I am sorry, but I think that this is a really bad idea.  Yeah, I'm sorry that the trip from Visual Basic 6 to Visual Basic .NET has been painful for some folks.  However, there are too many advantages to the .NET environment for me to want to go back to that painful ways of Classic VB6 and ASP.  I like Visual Basic .NET.  Adding Visual Basic 6 to the Visual Studio .NET IDE would be a really confusing and bad idea.  Right now, I can use a VB6 COM component from within a .NET application.  If I remember correctly, and it has been a while since I have had to do something to the app, I can even debug a VB6 component and a VB.NET component while running within the separate IDEs.  Just because mainstream support for VB6 is ending on March 31 does not mean that on April 1, your VB6 and ASP applications will stop working.

Wally

6 Comments

  • The point your blog misses is that Microsoft has not only dropped VB6, but also hasn't provided a usable upgrade path.



    To ask for one is not either pro- or anti-NET. It has nothing to do with .NET at all.



    To accept that Microsoft can get away without providing an upgrade path should be a worry to you. The key people in the developer tools division at Microsoft seem to have lost sight of the concept that a language and a platform are two separate things.



    Platforms come and go. What will you do with the code you have written and need to maintain when the .NET platform goes and Microsoft abandons the languages that formerly targeted it? Of course, it will still be available for a while even after Microsoft stops selling it, so people will tell you "VB.NET hasn't gone away, carry on coding in VB.NET". But the time will come when modern platforms no longer support the latest version of the framework you can still compile to. At or before that point, you will be faced with abandoning all your code and starting again in a new language.



    If anything, as a programmer in a new and untried language without any track record in long-term stability, it would be in your interest for the petition to succeed, simply to concentrate the minds of the people at Microsoft on the need to allow developers and application owners to preserve and manage their code assets, lest Microsoft pull the same trick on you in some years time.

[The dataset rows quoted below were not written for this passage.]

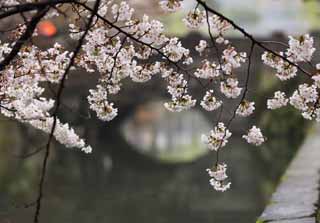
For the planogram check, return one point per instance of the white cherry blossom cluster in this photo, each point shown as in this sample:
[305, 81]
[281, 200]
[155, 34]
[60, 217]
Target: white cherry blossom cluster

    So how about a signature from you?

  • We have thousands of users of a VB6 "classic" app that sells for big bucks. It will be cost prohibitive if not virtually impossible to port it 100% to VB.NET, not to mention all the third party hardware/interface stuff we have to support with drivers and APIs that are not updated or not compatible and that rely on serial I/O.



    VB.NET is great for server based applications. Not so much for apps that run on clients that have serial ports and specialized hardware hanging off of them and where you track and react to every keystroke for high-performance transaction driven UI and so on.



    What's the big deal about having VB6 and VB.NET in the IDE? When I start a project now I have a choice of C++, C#, J#, or VB. What's one more option?

  • I'm still mainting a large VB6 app in late 2007 that would be cost prohibitive to rewrite. I'm not at all happy ms chose to dump the language.

  • 2009 and still maintaining and upgrading several VB6 apps because the clients can't afford to refactor to .Net. As a developer MS basically screwed me. It's hard to explain to your clients that MS decided to deprecate the platform on which their core business tools are developed... you are seen as having made poor choices in the first place and I lost several clients over it. As a result I moved off MS tools completely outside of what I need to do legacy wise. It was an eye opener for me and taught me not to put everything in one bucket. We now develop cross platform tools easier in Java/Perl than we did Win apps before. I thank Microsoft for making me realize they were a bad choice as a development environment as they weren't going to sick with you long term.

  • 2010 and still using VB6 for apps that run in WinPe because Microsoft, as usual, stick their heads in the sand when we all ask for .NET support in WinPE.

    Lastly, VB6 was great. It was not the unstable, horrible language everyone said it was. What made it unstable was basically bad programming using badly written or inappropriate API calls.

    Back in my day, people complained about VB apps because they had to copy the "huge" runtime DLL onto their hard drive. How Ms ever got us to all to install the leviathan that is the .NET Framework I'll never know...

  • It's 2012 and I still maintain several huge project written in VB6. Some things still can't be done in .net, such as native compile, which is very important to my clients. Without native compile it's next to impossible to truly protect your IP. Sure there's obfuscation such as .net Reactor and Armadillo, but those are pretty basic protection.

    As long as "it just works" continues, so will our VB6 projects. Microsoft just extended "it just works" to include Windows 8, so I guess we'll stick with VB6 for 5 more years. It does everything we need.